Scott and Shannon Schwartz operate Obsessive Compulsive Detailing, a specialty shop in Roseville, Mich., that does detailing work for several Detroit-area dealerships. The couple charges based on the size and condition of the vehicle detailed, Shannon Schwartz says, along with the nature of the work sought by the dealership.
"Most dealer detailing shops allow their employees two to three hours per car," she says. "They are in production mode — the quicker the better for the shop."
But paying detailers a commission for speed doesn't make sense, Scott Schwartz says.
"If a job takes two to three hours, great," he says. "If it takes 10 to 15, so be it. A car in the hands of an employee who is in a hurry is a recipe for disaster."

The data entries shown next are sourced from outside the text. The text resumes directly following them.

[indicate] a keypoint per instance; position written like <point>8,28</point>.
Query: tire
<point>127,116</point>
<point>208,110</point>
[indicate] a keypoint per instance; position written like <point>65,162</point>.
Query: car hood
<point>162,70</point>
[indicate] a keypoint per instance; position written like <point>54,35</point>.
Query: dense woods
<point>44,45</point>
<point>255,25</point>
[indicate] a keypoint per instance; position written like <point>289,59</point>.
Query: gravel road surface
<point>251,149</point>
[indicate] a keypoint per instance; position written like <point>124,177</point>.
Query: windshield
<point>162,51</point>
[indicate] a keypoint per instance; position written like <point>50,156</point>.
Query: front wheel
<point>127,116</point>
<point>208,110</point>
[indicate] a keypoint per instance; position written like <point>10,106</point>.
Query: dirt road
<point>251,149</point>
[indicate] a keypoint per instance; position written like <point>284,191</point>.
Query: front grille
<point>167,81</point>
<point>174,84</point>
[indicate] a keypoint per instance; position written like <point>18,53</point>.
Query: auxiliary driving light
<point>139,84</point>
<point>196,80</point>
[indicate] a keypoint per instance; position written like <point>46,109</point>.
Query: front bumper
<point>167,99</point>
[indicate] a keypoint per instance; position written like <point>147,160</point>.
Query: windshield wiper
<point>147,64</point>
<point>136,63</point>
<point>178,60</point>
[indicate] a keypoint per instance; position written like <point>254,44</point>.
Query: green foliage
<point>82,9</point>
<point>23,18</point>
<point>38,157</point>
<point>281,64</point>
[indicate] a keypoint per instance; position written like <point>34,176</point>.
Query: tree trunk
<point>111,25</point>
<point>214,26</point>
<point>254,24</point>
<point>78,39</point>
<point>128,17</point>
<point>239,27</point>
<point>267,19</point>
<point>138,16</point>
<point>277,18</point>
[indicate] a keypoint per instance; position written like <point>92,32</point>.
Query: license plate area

The Schwartzes typically work alone, although they sometimes hire part-time workers to help with big jobs. Training and experience are essential, Shannon Schwartz says.
"Telling an employee, 'Go clean that car,' doesn't qualify as training," she says. "We don't let employees do paint correction until they have been with us for a while. The collateral damage is just too high if they mess up."
Shannon Schwartz counsels dealers to keep time-consuming jobs such as paint touch-ups in-house.
Her shop could not charge enough for such work to cover its costs, she says.
But that advice could be problematic, says NADA consultant Sheila York, if absenteeism hurts detailing and becomes a problem for deliveries of reconditioned vehicles to the used-car lot.
At most dealerships, York says, "whoever is available to get the vehicle ready is tagged to help, salespeople especially." Such stores, she adds, also "might sublet backup detailing" to meet a delivery schedule.
"Anything to deliver a vehicle," York says.